Amber Rudd’s Speech: Monitoring After Brexit?

The speech by Amber Rudd, the Home Secretary, was arguably the most policy-heavy presentation at the Conservative Party Conference. It also made a strong claim to be the most controversial, so it is hardly surprising that it provoked a vigorous response from some quarters.

The main focus of ire was Rudd’s proposal – offered in post-speech briefing notes, rather than in her address itself – that companies “be clear about the proportion of their workforce which is international”.

As the storm exploded, Rudd began to backtrack. But, while she argued that her proposal to “name and shame” businesses was just an idea, she continued to defend the meat of her address. This included a whole raft of proposals:

  • a new aim to reduce international student numbers based on the possibility of different rules for students in different courses or universities based on their judged quality
  • tightening the Resident Labour Market Test
  • requiring businesses to invest more in training British workers
  • making it a felony for landlords to rent property to “illegal immigrants” (which they already must check they are not doing)
  • requiring banks to perform regular checks that they are not providing services to such individuals.

Such policies would represent significant increases in the “outsourcing” of monitoring duties by the Home Office to other sectors and organisations – businesses, universities, landlords, and banks.
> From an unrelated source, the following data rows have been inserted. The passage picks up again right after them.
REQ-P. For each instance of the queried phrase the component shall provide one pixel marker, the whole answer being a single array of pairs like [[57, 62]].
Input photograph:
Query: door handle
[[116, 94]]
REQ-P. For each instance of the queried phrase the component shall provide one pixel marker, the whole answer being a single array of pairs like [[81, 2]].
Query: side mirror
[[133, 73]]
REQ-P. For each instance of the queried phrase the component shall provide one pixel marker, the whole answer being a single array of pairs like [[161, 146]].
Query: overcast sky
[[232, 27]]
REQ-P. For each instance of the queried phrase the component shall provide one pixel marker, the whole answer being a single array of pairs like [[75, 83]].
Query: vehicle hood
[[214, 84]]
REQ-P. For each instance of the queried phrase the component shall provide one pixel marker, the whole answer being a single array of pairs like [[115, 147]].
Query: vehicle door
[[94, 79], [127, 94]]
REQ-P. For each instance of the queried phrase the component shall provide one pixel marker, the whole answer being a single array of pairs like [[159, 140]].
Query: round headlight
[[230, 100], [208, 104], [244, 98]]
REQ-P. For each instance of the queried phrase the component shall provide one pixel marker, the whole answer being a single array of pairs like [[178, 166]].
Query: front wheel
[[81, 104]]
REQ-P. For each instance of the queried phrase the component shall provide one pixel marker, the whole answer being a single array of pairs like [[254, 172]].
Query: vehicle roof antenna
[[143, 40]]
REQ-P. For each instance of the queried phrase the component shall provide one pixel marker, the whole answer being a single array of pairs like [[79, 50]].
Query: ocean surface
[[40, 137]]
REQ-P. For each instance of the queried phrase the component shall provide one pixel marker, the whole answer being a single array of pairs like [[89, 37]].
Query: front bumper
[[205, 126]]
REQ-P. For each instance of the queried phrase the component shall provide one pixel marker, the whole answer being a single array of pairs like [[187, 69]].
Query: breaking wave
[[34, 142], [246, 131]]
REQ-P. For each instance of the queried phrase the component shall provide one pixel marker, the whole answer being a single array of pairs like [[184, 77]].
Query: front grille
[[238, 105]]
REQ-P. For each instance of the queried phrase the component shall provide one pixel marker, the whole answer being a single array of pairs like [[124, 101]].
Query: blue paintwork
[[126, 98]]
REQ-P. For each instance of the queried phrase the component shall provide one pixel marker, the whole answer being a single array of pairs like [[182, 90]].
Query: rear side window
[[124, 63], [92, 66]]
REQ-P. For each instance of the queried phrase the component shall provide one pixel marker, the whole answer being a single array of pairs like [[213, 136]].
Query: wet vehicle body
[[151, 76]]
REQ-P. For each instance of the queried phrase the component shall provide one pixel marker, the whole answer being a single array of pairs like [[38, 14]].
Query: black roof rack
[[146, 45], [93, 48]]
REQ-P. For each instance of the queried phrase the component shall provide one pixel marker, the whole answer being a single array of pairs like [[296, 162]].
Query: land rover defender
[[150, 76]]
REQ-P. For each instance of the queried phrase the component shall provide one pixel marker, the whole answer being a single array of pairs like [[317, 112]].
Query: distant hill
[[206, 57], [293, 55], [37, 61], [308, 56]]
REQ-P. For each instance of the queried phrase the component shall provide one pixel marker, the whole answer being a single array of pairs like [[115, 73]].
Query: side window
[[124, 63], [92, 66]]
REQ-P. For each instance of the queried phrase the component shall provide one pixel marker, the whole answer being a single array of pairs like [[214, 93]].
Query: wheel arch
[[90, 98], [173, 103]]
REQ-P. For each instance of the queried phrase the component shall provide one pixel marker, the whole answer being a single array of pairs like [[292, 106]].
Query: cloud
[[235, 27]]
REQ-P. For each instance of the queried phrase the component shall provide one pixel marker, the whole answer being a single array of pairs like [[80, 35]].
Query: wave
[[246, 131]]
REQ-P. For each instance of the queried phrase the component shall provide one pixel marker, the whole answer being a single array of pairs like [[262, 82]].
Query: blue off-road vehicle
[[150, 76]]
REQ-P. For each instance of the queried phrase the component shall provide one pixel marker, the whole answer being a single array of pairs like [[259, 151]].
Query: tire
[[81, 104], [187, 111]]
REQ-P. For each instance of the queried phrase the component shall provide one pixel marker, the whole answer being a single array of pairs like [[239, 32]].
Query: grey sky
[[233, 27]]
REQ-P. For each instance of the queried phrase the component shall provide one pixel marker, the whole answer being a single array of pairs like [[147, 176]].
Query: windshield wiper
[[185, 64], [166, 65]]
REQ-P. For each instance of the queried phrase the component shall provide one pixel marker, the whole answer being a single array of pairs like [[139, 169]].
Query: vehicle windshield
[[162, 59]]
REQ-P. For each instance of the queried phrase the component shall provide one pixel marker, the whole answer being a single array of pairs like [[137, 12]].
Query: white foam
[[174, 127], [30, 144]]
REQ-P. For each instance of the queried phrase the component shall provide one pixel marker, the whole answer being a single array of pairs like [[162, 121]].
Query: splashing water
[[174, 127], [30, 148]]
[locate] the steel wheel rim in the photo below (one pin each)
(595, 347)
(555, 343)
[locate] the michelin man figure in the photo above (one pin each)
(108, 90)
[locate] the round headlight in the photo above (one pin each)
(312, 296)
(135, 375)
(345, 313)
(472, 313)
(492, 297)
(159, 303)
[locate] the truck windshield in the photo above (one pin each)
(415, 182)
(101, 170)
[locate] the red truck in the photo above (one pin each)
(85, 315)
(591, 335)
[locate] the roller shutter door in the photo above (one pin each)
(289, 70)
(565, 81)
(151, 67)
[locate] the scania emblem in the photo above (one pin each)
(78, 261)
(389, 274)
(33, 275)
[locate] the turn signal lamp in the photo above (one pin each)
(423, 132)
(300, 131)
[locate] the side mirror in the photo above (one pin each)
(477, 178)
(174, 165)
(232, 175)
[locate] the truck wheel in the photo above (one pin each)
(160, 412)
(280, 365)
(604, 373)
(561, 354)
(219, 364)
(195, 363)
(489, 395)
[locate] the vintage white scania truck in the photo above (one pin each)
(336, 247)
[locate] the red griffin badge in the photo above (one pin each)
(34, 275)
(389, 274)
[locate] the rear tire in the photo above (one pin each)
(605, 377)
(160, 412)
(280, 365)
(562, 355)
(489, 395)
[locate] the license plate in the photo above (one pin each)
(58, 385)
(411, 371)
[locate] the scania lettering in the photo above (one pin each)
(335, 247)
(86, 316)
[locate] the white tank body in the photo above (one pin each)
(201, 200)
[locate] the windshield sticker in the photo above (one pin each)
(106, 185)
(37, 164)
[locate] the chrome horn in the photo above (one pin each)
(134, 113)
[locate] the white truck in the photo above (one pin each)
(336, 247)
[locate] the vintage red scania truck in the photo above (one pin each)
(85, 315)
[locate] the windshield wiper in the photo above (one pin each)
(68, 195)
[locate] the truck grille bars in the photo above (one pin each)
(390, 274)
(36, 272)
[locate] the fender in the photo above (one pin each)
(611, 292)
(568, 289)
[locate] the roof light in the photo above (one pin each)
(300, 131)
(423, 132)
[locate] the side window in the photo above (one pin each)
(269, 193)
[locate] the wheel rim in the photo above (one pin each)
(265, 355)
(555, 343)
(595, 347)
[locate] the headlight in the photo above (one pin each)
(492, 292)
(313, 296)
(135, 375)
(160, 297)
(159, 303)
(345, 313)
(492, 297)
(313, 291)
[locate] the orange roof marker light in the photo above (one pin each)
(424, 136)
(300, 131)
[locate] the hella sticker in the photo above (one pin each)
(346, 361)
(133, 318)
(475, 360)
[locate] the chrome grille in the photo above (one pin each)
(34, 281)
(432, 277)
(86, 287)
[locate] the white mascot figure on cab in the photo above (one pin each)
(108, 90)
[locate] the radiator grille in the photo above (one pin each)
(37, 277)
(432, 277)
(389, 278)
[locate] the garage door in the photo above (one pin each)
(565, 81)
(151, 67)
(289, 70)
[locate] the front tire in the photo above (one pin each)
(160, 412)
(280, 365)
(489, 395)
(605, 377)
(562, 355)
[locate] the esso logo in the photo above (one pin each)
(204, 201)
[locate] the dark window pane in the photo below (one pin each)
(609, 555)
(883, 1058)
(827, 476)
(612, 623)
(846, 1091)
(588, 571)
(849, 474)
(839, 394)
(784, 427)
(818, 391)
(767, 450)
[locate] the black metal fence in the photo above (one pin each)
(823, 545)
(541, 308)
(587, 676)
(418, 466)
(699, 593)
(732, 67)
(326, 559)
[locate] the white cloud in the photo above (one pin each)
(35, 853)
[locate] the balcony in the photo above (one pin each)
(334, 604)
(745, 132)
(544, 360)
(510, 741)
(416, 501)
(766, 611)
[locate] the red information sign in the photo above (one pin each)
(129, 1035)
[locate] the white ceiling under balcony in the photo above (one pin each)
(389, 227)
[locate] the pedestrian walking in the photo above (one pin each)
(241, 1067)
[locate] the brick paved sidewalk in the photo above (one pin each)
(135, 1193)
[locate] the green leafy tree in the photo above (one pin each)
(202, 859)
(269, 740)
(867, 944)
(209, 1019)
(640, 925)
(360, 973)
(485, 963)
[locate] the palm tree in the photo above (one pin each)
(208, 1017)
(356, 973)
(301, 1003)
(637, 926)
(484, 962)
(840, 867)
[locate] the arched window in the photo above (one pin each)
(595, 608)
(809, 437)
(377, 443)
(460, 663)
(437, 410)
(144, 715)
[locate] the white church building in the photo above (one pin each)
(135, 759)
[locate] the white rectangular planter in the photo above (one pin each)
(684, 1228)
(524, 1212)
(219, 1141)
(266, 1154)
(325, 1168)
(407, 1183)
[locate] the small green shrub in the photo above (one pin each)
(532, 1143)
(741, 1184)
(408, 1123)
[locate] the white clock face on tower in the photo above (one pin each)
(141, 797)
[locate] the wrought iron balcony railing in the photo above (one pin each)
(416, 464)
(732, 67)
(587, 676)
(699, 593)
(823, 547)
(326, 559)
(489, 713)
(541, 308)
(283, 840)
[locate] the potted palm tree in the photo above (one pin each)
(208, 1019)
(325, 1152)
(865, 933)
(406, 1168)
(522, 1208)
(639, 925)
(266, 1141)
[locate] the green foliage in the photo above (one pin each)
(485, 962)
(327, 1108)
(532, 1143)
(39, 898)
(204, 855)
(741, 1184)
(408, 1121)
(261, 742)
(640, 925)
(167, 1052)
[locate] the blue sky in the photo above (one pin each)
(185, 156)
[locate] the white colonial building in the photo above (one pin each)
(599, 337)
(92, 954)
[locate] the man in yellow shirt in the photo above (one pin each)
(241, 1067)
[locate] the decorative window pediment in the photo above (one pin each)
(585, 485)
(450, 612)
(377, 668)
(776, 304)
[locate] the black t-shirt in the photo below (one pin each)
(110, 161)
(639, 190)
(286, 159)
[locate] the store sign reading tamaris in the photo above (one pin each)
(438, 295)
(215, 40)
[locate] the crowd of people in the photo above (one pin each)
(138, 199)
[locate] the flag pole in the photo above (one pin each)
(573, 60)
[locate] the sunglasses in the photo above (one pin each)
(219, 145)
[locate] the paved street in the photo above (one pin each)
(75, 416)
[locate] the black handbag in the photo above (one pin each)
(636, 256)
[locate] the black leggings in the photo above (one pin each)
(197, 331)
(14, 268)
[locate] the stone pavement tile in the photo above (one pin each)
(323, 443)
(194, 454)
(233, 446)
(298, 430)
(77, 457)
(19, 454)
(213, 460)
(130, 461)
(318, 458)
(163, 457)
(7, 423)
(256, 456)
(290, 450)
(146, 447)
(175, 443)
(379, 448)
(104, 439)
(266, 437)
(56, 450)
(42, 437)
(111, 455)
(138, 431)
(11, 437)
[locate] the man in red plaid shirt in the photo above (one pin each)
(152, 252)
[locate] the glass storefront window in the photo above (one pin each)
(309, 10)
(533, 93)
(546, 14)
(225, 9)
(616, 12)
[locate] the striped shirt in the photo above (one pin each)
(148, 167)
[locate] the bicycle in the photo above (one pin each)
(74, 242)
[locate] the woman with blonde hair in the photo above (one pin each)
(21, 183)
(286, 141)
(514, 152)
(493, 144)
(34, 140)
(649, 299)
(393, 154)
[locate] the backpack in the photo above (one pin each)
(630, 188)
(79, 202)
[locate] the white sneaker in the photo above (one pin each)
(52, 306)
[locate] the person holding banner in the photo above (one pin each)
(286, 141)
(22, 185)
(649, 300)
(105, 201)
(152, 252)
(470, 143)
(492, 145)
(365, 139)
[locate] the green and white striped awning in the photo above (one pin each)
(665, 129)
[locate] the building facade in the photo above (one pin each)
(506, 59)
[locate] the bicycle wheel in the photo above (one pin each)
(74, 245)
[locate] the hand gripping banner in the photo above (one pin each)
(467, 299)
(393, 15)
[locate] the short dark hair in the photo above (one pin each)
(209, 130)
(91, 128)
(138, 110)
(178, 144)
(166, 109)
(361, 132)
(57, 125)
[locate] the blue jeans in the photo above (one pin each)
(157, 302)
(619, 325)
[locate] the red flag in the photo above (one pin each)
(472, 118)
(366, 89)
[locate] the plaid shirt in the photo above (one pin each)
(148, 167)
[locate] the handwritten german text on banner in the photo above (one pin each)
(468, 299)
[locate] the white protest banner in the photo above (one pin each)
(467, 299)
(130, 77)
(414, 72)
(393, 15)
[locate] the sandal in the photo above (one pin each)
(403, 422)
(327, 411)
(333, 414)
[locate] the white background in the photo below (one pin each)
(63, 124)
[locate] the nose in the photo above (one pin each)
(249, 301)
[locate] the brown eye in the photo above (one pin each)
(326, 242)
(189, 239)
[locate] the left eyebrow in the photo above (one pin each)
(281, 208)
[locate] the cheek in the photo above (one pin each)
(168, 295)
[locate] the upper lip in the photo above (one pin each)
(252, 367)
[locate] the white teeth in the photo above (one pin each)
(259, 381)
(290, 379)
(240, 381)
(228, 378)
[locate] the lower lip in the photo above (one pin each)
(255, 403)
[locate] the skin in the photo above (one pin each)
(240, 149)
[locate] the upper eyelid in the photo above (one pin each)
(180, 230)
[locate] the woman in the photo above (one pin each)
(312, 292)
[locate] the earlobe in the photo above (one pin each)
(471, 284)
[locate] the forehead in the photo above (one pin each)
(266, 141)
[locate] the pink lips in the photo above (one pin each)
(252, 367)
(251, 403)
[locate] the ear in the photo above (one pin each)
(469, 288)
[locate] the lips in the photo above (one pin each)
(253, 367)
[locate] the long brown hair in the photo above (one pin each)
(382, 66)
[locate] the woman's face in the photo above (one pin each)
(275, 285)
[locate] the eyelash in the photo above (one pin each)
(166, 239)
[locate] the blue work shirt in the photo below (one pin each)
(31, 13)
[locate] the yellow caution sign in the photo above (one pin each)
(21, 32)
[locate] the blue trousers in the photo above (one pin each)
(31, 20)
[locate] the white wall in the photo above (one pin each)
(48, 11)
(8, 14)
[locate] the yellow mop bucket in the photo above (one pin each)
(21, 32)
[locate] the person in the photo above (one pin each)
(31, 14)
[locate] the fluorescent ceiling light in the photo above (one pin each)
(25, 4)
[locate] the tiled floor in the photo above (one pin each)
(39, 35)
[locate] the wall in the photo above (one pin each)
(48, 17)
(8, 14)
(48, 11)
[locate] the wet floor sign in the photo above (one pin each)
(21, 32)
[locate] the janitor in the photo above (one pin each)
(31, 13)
This has been an unmistakable trend in British migration policy since the elevation of “sponsorship” to new levels of importance in the immigration system upon the introduction of the Points Based System in 2008.

With the post-2010 drive to lower net migration numbers, the Home Office has forced the evolution of these visa “sponsorship” relationships into ones where organisations are bound to monitor migrants to see that they are doing what they allegedly supposed to do – that student visa holders are actually attending class, that labour migrants are actually on the job, etc. This has been accompanied by another category of increasing onerousness, where the Home Office has gradually eroded the ability of many non-EU immigrants (especially students) to switch between visa categories and put up greater administrative barriers (raising requirements and visa fees) to come to or stay in the UK.

Rudd’s proposals are then, in many senses, fundamentally familiar – a rerun of what is by now a well-worn playbook. Familiar, too, is her rhetorical devotion to the benefits of allowing in the “best and brightest.” Indeed, in her time as Home Secretary, one of Theresa May’s crucial political moves was to ring-fence intra-company transfers, other sponsored “high-skill” migration, and the ability of reputable universities to sponsor international students.

These accommodations have allowed these powerful constituencies to live with developments they find uncomfortable, with the bulk of policy changes affecting family migrants, the lower-skilled, and higher educational institutions lower on the perceived pecking order. Again, Rudd’s plans – subject, as she emphasises, to “consultation” – seem to be an extension of these patterns.

So, if this “outsourcing” is just a continuation of existing patterns, why have Rudd’s announcements been received in some quarters as the foretelling of a dark new era?

Brexit has brought forward the possibility of EU migrants falling under such policy changes, which up to now have affected only non-EU migrants. Including Europeans under such a regime would make migration to the UK fundamentally more rigid and would impose much more extensive monitoring duties on institutions that have, up to now, only had to adopt such roles in relation to non-EU migrants.

Of course, the government has not exactly decided what rules it will impose on EU citizens in Britain. One thing is for certain, however: the claim that Brexit would lead to a relaxation of the government’s unrealistic target of reducing migration to the “tens of thousands” has been dashed. The idea of “naming and shaming” – while a throwaway as far as the speech was concerned – echoes what many see as the disturbing new acceptability of anti-immigrant feeling since the referendum. With further restriction being imposed on an ever-growing number of people – and with the government’s renewed emphasis on multi-sectoral monitoring – we should be in no doubt that this is a process that has just begun.